A long-lasting debate on separating Foreign Minister Ali Babacan’s two hats came to an end this month, with the government picking a new negotiator for its EU bid. Before Prime Minister Recep Tayyip Erdoğan’s scheduled visit to Brussels early this week, Bağış was appointed chief negotiator and was welcomed by EU officials as a signal of the government’s willingness to revive the stalled reforms at a time when Ankara was coming under fire for failing to live up to its obligations for accession.
At yesterday’s three-hour briefing, Bağış responded to questions one by one from the members of the parliamentary commission and sought support from ruling and opposition party deputies.
Osman Coşkunoğlu of the main opposition Republican People’s Party, or CHP, said the government’s decision to pick a new negotiator came late, while claiming that the National Program was the roadmap of the ruling party. Another deputy from the CHP Şükrü Elekdağ said the National Program was a modernization project. The National Program recently approved by President Abdullah Gül is a blueprint detailing the country’s short and long term commitments to fulfill the reforms required to join the EU.
In response, Bağış said the government was conducting the negotiations with the EU without making concessions on the national policy and said the outcome of the accession talks was full membership.
He said some European politicians were making statements as if there were other alternatives to Turkey’s full membership and stressed that such remarks meant nothing. Bağış also explained the government’s position toward the Cyprus issue and recalled how Prime Minister Recep Tayyip Erdoğan stuck at the table at an EU summit due to the Cyprus row.

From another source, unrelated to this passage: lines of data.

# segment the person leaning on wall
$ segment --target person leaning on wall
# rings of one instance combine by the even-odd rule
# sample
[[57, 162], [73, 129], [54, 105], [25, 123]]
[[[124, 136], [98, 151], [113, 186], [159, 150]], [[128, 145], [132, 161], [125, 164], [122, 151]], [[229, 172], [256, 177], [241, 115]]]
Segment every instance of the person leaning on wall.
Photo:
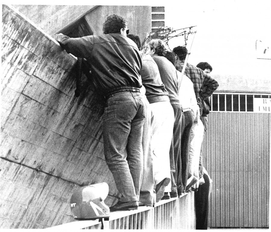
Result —
[[129, 30], [121, 16], [108, 16], [103, 30], [104, 34], [100, 36], [53, 37], [68, 53], [86, 59], [95, 86], [106, 100], [102, 126], [104, 156], [120, 194], [110, 210], [136, 209], [142, 179], [146, 113], [146, 101], [140, 90], [141, 56], [126, 37]]

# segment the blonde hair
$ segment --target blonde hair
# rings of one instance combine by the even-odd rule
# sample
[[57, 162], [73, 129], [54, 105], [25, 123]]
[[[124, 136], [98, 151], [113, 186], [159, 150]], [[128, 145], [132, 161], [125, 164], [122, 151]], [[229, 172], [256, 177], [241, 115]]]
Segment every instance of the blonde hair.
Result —
[[158, 55], [164, 56], [166, 55], [166, 46], [161, 39], [152, 39], [148, 43], [151, 49], [154, 49], [154, 53]]

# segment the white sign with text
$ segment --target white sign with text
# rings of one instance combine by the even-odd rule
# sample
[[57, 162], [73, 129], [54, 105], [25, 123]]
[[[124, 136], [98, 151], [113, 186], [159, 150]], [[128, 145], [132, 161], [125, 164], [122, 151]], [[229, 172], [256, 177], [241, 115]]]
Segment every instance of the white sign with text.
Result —
[[253, 99], [253, 112], [271, 113], [271, 98]]

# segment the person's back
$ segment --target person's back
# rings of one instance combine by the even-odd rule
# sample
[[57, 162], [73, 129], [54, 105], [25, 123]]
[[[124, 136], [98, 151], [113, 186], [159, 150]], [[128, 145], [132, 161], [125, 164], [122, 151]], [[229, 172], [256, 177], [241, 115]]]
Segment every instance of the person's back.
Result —
[[95, 87], [106, 95], [110, 90], [129, 86], [140, 88], [141, 55], [136, 44], [120, 34], [62, 38], [68, 53], [86, 58]]
[[177, 74], [174, 66], [167, 58], [160, 56], [152, 58], [158, 66], [161, 79], [168, 92], [171, 105], [179, 105]]
[[121, 16], [108, 16], [103, 30], [102, 36], [74, 38], [61, 34], [54, 38], [67, 52], [87, 59], [96, 87], [106, 100], [103, 115], [104, 157], [120, 195], [110, 210], [135, 209], [142, 178], [146, 113], [146, 100], [139, 89], [141, 57], [136, 44], [126, 37], [128, 29]]
[[141, 77], [142, 84], [146, 88], [145, 94], [151, 104], [168, 101], [168, 92], [161, 80], [157, 65], [149, 55], [142, 53]]

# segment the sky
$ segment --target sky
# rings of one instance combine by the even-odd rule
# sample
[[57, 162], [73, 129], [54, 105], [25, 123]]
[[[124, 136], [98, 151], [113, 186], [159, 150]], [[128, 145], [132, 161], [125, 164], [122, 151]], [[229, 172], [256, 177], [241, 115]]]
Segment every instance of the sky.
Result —
[[[257, 40], [262, 41], [257, 42], [258, 48], [269, 45], [266, 54], [271, 53], [271, 3], [271, 3], [187, 1], [178, 6], [168, 5], [165, 6], [166, 26], [174, 29], [197, 26], [188, 63], [196, 65], [207, 62], [213, 68], [213, 74], [260, 75], [271, 80], [271, 59], [257, 59], [256, 49]], [[192, 37], [188, 37], [188, 41]], [[183, 38], [175, 40], [169, 42], [171, 49], [180, 42], [183, 43]], [[190, 47], [188, 44], [187, 48]]]
[[[207, 62], [213, 68], [212, 74], [260, 76], [271, 80], [271, 59], [257, 59], [259, 55], [256, 49], [257, 41], [261, 51], [269, 48], [264, 57], [269, 54], [271, 58], [270, 0], [4, 2], [3, 4], [10, 4], [165, 6], [166, 26], [175, 29], [197, 26], [189, 63], [196, 65]], [[171, 49], [183, 44], [182, 37], [170, 41]], [[188, 48], [192, 38], [188, 37]]]

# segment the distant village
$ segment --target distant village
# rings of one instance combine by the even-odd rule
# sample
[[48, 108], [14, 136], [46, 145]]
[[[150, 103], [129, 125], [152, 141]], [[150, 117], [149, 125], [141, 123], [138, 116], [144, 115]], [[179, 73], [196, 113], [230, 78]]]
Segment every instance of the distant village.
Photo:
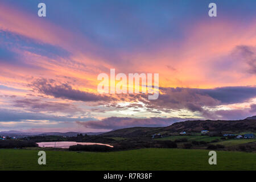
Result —
[[[213, 135], [220, 135], [219, 134], [221, 133], [218, 132], [210, 132], [209, 130], [203, 130], [201, 131], [201, 135], [208, 135], [209, 136], [213, 136]], [[188, 135], [188, 134], [185, 131], [182, 131], [179, 133], [180, 135]], [[234, 134], [221, 134], [221, 136], [230, 136], [232, 138], [236, 138], [237, 139], [254, 139], [255, 138], [255, 135], [253, 133], [249, 133], [249, 134], [245, 134], [243, 135], [236, 135]], [[163, 135], [160, 133], [158, 134], [155, 134], [152, 135], [151, 138], [162, 138], [163, 137]]]

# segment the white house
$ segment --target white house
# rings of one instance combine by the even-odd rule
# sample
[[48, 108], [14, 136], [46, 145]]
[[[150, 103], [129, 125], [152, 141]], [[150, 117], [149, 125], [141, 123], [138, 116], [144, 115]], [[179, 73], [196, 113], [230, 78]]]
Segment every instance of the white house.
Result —
[[243, 138], [243, 136], [242, 136], [242, 135], [237, 135], [237, 138]]
[[209, 131], [207, 130], [204, 130], [201, 131], [201, 134], [205, 134], [205, 133], [207, 133], [208, 132], [209, 132]]

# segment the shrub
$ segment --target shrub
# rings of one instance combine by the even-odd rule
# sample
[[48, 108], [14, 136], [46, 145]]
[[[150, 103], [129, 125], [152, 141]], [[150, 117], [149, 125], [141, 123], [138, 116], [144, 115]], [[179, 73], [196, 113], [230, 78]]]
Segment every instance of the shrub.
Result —
[[207, 149], [217, 149], [217, 147], [214, 144], [210, 144], [207, 147]]
[[175, 142], [170, 140], [161, 141], [160, 144], [163, 148], [177, 148], [177, 147]]
[[245, 151], [246, 150], [246, 147], [245, 147], [245, 146], [240, 146], [238, 148], [240, 150], [243, 151]]
[[216, 147], [218, 148], [225, 148], [225, 146], [224, 145], [220, 144], [216, 144]]
[[92, 144], [82, 145], [77, 144], [69, 146], [68, 148], [70, 151], [85, 151], [90, 152], [107, 152], [113, 150], [113, 148], [104, 145]]
[[178, 143], [178, 142], [188, 142], [188, 139], [185, 138], [180, 138], [176, 139], [174, 142]]
[[184, 148], [191, 148], [192, 147], [191, 143], [184, 143]]
[[197, 141], [192, 141], [192, 144], [193, 144], [193, 145], [195, 145], [195, 146], [199, 146], [200, 144], [200, 143]]
[[199, 143], [200, 143], [200, 144], [207, 144], [207, 142], [205, 142], [205, 141], [199, 141]]

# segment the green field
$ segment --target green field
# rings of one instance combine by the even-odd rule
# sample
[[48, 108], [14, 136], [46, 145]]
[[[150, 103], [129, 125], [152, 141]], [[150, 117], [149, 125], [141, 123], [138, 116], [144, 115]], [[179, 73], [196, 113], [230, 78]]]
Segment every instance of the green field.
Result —
[[146, 148], [111, 152], [46, 151], [46, 165], [38, 164], [38, 150], [0, 150], [0, 170], [256, 170], [256, 153]]
[[209, 136], [208, 135], [180, 135], [180, 136], [170, 136], [163, 138], [159, 138], [155, 139], [158, 140], [172, 140], [174, 141], [176, 139], [181, 138], [187, 138], [188, 141], [205, 141], [211, 142], [212, 140], [216, 140], [217, 139], [220, 139], [221, 136]]

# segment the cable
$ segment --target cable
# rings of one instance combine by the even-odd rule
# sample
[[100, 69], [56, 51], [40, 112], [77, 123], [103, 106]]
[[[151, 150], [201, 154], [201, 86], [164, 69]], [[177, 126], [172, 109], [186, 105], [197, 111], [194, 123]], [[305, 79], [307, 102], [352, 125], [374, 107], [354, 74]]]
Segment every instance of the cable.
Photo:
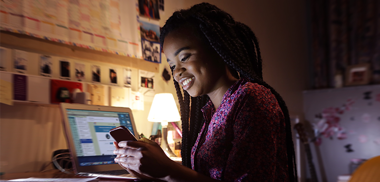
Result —
[[[58, 164], [58, 162], [57, 161], [57, 159], [66, 159], [67, 157], [58, 157], [58, 156], [63, 154], [70, 154], [70, 152], [64, 152], [64, 153], [61, 153], [57, 155], [55, 155], [53, 158], [52, 159], [52, 161], [53, 162], [53, 164], [54, 164], [54, 165], [55, 166], [55, 167], [59, 170], [61, 172], [68, 174], [72, 174], [73, 173], [68, 171], [65, 169], [63, 169], [61, 167], [61, 165], [62, 164]], [[62, 162], [62, 160], [61, 160], [59, 162], [60, 163]], [[71, 169], [72, 170], [72, 169]]]

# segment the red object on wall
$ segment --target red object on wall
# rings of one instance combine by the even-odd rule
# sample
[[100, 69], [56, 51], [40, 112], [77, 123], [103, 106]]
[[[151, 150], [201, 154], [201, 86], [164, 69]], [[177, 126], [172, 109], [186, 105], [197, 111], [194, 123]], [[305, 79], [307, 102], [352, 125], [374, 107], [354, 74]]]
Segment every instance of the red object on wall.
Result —
[[[66, 81], [60, 80], [52, 80], [51, 84], [51, 93], [50, 102], [52, 103], [59, 103], [62, 101], [57, 98], [57, 91], [60, 88], [64, 87], [67, 89], [71, 93], [73, 90], [75, 89], [79, 89], [81, 91], [83, 91], [82, 83], [78, 82]], [[65, 99], [64, 102], [71, 102], [70, 99]]]

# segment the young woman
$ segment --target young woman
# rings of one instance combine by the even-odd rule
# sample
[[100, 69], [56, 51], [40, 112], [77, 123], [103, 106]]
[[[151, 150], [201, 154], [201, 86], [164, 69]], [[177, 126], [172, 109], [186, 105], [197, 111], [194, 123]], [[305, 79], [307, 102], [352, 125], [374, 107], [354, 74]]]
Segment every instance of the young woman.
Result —
[[263, 81], [251, 29], [203, 3], [174, 12], [160, 42], [179, 100], [182, 165], [149, 141], [115, 143], [115, 161], [153, 181], [296, 181], [289, 113]]

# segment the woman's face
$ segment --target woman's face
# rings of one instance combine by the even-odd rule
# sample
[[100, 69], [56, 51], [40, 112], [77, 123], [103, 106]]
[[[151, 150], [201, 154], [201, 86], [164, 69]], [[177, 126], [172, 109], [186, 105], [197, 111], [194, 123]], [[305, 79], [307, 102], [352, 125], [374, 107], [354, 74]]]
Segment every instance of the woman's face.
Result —
[[193, 97], [217, 90], [226, 74], [223, 60], [194, 35], [196, 31], [189, 26], [172, 31], [163, 46], [174, 79]]

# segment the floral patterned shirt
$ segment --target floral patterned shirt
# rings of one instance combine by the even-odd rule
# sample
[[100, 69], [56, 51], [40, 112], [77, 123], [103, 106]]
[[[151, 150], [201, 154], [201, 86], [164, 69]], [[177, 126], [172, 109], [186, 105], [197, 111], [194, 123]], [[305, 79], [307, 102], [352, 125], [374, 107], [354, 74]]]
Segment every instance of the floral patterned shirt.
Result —
[[202, 110], [193, 170], [227, 182], [289, 181], [285, 120], [269, 89], [242, 78], [216, 111], [211, 100]]

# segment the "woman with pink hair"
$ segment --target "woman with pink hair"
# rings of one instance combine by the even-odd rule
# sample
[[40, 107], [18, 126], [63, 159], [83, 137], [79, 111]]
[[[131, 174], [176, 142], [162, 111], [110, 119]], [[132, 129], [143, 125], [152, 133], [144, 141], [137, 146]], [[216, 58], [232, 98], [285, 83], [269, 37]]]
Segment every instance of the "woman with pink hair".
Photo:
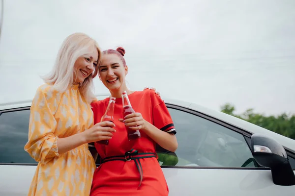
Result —
[[[116, 132], [108, 145], [95, 143], [101, 164], [94, 172], [90, 195], [168, 196], [169, 188], [155, 148], [157, 144], [172, 152], [177, 147], [176, 130], [168, 110], [153, 91], [128, 89], [125, 76], [128, 68], [123, 48], [102, 53], [98, 73], [111, 96], [116, 98]], [[125, 117], [121, 98], [124, 92], [135, 111]], [[100, 122], [110, 98], [91, 103], [94, 123]], [[126, 127], [139, 130], [140, 138], [129, 141]]]

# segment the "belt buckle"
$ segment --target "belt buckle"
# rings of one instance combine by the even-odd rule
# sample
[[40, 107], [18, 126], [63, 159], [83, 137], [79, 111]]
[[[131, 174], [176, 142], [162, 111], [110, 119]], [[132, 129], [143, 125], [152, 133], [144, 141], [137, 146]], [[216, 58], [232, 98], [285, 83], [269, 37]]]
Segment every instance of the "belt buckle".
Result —
[[[126, 152], [125, 153], [125, 160], [126, 160], [127, 161], [130, 161], [131, 160], [131, 159], [130, 158], [129, 156], [130, 156], [130, 154], [131, 154], [130, 152]], [[128, 157], [128, 159], [126, 158], [126, 157]]]

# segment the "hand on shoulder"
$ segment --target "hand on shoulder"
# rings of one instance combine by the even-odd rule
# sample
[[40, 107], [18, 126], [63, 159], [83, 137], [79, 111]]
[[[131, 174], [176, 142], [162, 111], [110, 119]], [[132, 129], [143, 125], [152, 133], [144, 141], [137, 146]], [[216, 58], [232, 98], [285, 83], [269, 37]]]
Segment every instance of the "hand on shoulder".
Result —
[[144, 91], [145, 90], [151, 90], [151, 91], [154, 91], [155, 92], [155, 93], [157, 95], [158, 95], [160, 97], [161, 97], [161, 96], [160, 95], [160, 93], [158, 91], [157, 91], [156, 90], [156, 89], [153, 87], [145, 87], [145, 88], [144, 89]]

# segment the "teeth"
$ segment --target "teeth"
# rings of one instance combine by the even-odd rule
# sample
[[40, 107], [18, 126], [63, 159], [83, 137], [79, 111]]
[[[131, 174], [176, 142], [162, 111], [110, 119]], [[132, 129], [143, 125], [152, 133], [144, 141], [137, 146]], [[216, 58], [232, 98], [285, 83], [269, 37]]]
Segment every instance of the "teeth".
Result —
[[85, 75], [87, 75], [87, 72], [85, 72], [84, 70], [81, 70], [81, 72]]
[[114, 82], [114, 81], [117, 80], [117, 78], [114, 78], [111, 80], [108, 80], [108, 81], [110, 82]]

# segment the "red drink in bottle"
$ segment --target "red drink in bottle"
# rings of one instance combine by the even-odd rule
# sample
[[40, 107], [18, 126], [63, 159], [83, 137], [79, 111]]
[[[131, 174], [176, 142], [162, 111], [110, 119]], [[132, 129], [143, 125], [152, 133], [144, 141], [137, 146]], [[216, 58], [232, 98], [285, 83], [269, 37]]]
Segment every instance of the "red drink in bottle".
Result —
[[[107, 110], [104, 115], [101, 117], [101, 122], [103, 121], [110, 121], [114, 123], [114, 108], [115, 102], [115, 98], [111, 97], [110, 98]], [[96, 142], [98, 144], [104, 144], [107, 146], [109, 145], [109, 140], [100, 140]]]
[[[131, 104], [130, 104], [126, 91], [124, 91], [122, 93], [122, 102], [123, 103], [123, 116], [124, 117], [128, 114], [135, 112], [131, 106]], [[126, 126], [126, 129], [127, 130], [127, 136], [129, 141], [140, 138], [141, 135], [139, 130], [132, 130], [127, 126]]]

He underlined that the EU was Turkey’s dietician. "We know we should observe a diet in order to lead a healthy life but we face difficulties while doing so. I liken the EU criteria to a dietician’s prescription. 27 nations that use this prescription are living under more contemporary and democratic conditions. The National Program we drafted is a modernization project," Bağış said.
EU Secretary General Ambassador Oğuz Demiralp responded to technical questions posed by the deputies. He said the issues related to Cyprus and Greece were included in the introductory part of the National Program in order to stress that Turkey’s policy would not change due to certain approaches adopted by the EU. Demiralp added the issue of financing politics was also covered in the program and that a law was being drafted on the issue.